I peeled off my surgical gloves. Two weeks later, the mouse died.
I realized then that ethics was far more complicated than I had ever perceived. Ethical conduct was one of society’s most basic tenets, yet even after the mouse’s death, I still struggled to determine whether my own actions were moral or not. This thoroughly troubled me, and I was compelled to reach deeper into my moral uncertainty.
While my journey through ethical discovery began with the mouse, my experiences in Lincoln Douglas debate have ultimately shaped this journey to what it has become today. In Lincoln Douglas, we debate the moral implications of our actions, and throughout my debate experience, many of my opponents have asked me to explain how society deems actions moral or immoral. Before, such a question seemed simple, and I would answer by explaining that all rational citizens have the same concept of morality. It was only after I had personally experienced moral uncertainty in real life during my time at the lab that I realized just how complex the question really was.
Since then, I’ve debated opponents across the nation, catching a glimpse of the many diverse interpretations regarding ethics in our world. Ultimately, I’ve come to realize just how subjective morality can be; after all, the whole basis of why we debate stems from this subjectivity.
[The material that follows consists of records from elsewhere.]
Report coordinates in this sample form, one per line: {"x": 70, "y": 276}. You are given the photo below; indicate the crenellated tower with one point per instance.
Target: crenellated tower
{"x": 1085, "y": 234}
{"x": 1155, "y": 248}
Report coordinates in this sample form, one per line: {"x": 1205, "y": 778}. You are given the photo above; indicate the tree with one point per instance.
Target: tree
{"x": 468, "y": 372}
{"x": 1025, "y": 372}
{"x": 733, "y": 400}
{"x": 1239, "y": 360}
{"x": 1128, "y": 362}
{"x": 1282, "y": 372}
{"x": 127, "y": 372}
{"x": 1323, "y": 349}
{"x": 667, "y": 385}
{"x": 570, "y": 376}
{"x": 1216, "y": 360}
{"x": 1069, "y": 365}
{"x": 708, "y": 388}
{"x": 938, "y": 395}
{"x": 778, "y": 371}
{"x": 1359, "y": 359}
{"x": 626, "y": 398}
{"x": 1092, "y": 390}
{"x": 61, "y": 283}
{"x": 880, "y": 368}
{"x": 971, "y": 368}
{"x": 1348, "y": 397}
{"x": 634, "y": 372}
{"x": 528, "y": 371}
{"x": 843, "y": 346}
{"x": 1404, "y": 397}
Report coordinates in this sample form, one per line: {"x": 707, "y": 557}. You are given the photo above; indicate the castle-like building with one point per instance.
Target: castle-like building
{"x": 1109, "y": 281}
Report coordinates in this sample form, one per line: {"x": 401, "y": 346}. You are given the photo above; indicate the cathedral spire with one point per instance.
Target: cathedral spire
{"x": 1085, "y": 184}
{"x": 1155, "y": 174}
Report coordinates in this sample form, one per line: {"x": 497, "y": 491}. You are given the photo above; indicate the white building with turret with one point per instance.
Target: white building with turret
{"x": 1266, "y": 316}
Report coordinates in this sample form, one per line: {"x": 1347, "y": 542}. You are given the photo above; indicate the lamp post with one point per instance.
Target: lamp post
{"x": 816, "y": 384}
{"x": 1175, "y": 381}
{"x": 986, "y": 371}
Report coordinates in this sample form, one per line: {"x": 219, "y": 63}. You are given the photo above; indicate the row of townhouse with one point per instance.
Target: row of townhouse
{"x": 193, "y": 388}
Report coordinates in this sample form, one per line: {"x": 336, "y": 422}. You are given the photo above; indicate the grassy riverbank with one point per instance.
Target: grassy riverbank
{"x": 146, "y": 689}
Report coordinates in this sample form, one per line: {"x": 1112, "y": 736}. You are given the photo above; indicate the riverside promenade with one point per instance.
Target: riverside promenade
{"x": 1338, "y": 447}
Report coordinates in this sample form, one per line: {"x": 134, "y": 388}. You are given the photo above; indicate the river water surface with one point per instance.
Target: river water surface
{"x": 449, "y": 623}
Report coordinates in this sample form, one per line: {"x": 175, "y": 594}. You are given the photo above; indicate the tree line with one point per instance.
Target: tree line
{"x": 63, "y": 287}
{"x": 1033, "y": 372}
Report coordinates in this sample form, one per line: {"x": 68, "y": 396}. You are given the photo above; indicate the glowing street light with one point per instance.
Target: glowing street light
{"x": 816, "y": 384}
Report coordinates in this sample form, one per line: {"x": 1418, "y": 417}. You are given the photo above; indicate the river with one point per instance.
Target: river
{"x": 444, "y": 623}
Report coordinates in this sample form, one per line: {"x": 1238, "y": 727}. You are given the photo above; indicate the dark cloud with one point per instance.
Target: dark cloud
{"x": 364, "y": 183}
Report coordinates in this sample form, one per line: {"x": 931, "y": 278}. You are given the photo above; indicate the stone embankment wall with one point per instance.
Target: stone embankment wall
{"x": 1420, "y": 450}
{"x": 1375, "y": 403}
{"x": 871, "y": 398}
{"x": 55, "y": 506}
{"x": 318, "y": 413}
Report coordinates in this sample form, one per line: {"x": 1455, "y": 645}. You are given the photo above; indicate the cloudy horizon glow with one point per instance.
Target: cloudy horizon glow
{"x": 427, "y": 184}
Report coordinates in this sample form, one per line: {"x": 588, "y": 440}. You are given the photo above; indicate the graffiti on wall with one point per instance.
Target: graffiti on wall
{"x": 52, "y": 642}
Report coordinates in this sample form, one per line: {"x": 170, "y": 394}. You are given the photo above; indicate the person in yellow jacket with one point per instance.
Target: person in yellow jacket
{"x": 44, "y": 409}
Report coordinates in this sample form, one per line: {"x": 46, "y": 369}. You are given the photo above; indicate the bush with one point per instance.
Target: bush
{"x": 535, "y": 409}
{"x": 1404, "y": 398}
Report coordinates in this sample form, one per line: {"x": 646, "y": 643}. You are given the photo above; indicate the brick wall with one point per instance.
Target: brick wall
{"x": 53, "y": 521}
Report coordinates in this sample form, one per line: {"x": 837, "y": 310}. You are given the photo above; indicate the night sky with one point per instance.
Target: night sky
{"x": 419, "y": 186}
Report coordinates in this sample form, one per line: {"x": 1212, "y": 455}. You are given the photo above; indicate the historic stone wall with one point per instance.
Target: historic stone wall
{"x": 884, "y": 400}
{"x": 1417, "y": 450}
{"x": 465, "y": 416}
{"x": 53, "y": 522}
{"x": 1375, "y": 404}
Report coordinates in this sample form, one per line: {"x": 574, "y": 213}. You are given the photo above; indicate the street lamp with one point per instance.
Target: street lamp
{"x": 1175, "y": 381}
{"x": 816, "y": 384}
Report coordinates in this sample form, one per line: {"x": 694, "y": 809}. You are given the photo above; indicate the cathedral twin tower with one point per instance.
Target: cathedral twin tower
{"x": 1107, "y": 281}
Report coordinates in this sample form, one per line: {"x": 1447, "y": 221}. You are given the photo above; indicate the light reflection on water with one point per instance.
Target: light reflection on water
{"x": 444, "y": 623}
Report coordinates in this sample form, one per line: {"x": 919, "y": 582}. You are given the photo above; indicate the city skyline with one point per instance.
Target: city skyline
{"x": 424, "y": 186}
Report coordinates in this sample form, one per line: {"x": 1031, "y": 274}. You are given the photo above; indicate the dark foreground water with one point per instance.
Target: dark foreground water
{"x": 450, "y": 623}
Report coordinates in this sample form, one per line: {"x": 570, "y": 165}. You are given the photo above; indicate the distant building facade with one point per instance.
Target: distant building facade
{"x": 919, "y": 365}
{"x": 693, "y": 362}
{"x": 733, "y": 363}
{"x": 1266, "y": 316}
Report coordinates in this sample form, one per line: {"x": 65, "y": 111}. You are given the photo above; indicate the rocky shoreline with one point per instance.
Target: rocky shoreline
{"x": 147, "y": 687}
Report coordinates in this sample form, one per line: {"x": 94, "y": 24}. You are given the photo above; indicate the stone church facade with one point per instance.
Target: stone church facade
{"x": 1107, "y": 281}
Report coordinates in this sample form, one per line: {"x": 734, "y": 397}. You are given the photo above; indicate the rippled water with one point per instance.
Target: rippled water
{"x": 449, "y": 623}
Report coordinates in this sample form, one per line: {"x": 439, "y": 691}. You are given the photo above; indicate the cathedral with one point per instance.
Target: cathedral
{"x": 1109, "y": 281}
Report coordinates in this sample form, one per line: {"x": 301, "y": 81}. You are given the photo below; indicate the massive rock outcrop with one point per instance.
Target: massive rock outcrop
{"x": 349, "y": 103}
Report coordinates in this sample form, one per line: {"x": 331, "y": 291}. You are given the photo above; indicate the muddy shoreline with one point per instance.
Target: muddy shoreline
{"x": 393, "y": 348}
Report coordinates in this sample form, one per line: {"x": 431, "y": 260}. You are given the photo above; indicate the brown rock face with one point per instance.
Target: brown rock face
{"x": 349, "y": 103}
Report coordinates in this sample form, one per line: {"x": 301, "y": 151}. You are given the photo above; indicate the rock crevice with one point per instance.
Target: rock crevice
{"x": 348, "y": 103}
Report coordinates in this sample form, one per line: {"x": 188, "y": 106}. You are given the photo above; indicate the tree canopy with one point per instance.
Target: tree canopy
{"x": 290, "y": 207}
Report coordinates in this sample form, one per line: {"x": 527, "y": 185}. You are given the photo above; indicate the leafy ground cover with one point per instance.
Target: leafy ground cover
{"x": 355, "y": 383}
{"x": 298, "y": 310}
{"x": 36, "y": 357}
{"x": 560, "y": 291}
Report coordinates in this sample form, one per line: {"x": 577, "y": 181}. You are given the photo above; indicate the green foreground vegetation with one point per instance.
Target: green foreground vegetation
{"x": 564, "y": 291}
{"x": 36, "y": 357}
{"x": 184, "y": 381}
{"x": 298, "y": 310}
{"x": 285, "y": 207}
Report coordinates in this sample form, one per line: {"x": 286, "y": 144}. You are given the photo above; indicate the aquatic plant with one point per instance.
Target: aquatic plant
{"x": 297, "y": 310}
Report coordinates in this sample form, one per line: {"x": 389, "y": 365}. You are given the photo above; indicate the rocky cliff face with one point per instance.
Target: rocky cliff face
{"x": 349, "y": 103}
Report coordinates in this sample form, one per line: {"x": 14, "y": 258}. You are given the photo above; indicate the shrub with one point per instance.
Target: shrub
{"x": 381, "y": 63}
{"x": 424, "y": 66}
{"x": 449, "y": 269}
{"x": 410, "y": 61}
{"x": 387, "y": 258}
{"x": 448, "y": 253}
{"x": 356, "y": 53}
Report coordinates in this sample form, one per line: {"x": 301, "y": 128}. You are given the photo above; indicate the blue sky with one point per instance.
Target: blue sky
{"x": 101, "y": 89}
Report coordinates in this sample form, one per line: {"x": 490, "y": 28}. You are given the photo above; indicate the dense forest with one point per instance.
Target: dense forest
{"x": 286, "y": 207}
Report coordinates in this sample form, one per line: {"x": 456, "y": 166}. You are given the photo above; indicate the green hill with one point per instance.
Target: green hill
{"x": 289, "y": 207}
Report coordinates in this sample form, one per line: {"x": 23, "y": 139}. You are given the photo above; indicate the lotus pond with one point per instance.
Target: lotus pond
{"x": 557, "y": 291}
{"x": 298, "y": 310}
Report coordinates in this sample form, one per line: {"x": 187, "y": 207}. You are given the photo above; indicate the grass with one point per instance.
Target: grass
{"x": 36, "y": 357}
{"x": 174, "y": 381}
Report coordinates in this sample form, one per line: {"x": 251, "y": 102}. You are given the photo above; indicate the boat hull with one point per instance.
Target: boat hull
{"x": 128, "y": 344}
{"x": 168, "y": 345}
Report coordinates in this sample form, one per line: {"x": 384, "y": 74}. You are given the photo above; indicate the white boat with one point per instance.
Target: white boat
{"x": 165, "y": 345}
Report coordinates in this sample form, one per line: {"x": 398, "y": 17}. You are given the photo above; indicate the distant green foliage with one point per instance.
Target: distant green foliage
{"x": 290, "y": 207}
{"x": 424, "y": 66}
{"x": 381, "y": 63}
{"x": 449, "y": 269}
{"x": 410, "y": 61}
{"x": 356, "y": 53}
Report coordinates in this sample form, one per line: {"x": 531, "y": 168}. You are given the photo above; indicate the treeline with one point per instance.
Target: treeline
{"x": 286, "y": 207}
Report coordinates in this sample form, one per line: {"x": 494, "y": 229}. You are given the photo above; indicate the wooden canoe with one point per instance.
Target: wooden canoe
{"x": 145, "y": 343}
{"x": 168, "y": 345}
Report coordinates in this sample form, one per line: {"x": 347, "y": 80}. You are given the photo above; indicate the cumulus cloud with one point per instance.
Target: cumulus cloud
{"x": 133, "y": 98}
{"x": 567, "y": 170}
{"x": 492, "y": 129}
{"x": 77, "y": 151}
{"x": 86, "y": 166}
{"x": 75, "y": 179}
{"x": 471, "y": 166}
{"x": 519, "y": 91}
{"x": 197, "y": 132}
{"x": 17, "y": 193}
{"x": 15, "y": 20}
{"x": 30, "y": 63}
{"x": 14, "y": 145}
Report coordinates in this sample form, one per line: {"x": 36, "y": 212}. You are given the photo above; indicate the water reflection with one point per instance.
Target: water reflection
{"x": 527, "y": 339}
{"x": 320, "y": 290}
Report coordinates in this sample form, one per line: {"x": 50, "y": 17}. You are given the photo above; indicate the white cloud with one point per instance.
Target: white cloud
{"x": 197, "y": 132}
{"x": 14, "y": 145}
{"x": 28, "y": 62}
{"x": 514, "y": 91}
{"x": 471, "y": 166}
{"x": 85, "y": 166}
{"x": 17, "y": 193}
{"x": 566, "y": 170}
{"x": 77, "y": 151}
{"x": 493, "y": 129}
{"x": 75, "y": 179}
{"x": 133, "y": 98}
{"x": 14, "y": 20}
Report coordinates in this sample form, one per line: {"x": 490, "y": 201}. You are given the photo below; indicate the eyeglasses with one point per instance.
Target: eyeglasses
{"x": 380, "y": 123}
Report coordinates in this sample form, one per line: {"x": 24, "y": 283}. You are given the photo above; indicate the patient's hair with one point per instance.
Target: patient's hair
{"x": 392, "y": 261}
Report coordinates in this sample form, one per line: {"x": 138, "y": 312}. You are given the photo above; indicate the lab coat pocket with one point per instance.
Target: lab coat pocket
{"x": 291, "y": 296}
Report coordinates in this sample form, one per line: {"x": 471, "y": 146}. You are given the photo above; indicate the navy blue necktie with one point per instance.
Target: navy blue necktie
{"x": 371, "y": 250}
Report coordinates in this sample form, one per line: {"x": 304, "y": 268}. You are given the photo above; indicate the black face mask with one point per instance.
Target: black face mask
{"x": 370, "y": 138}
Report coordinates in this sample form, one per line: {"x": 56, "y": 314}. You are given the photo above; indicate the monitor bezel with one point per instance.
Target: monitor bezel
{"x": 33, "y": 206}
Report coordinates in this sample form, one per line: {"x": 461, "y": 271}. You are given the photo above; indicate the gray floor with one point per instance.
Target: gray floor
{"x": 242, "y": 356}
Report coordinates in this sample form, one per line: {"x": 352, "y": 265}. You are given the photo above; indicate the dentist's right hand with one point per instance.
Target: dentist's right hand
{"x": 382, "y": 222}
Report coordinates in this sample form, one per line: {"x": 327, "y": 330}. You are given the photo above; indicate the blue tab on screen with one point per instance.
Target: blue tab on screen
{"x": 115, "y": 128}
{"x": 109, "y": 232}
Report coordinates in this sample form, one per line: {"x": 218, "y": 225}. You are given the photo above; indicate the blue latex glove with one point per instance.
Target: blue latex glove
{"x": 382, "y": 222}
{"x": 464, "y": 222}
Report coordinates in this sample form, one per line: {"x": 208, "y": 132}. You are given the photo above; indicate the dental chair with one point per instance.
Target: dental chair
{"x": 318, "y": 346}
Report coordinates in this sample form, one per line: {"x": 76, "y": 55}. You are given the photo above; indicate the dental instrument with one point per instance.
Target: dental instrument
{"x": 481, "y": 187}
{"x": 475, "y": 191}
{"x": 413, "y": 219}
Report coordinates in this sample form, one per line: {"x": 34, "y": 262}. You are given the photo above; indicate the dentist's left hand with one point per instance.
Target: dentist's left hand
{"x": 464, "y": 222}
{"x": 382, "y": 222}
Now, as captain of the Lincoln Douglas debate team, I still don’t have the perfect answer to how society deems actions moral or immoral, and I still don’t know if I’m always making the most ethical decisions. But my moral uncertainty urges me to recognize and reflect beyond preconceived notions of right and wrong. My time at the lab and in debate made me realize that I may never completely end my journey towards ethical certainty, but this realization has only encouraged me to dig deeper into the moral implications of my own actions, appreciating both sides of an ethics debate and analyzing the merits of alternative perspectives in today’s ambiguous world.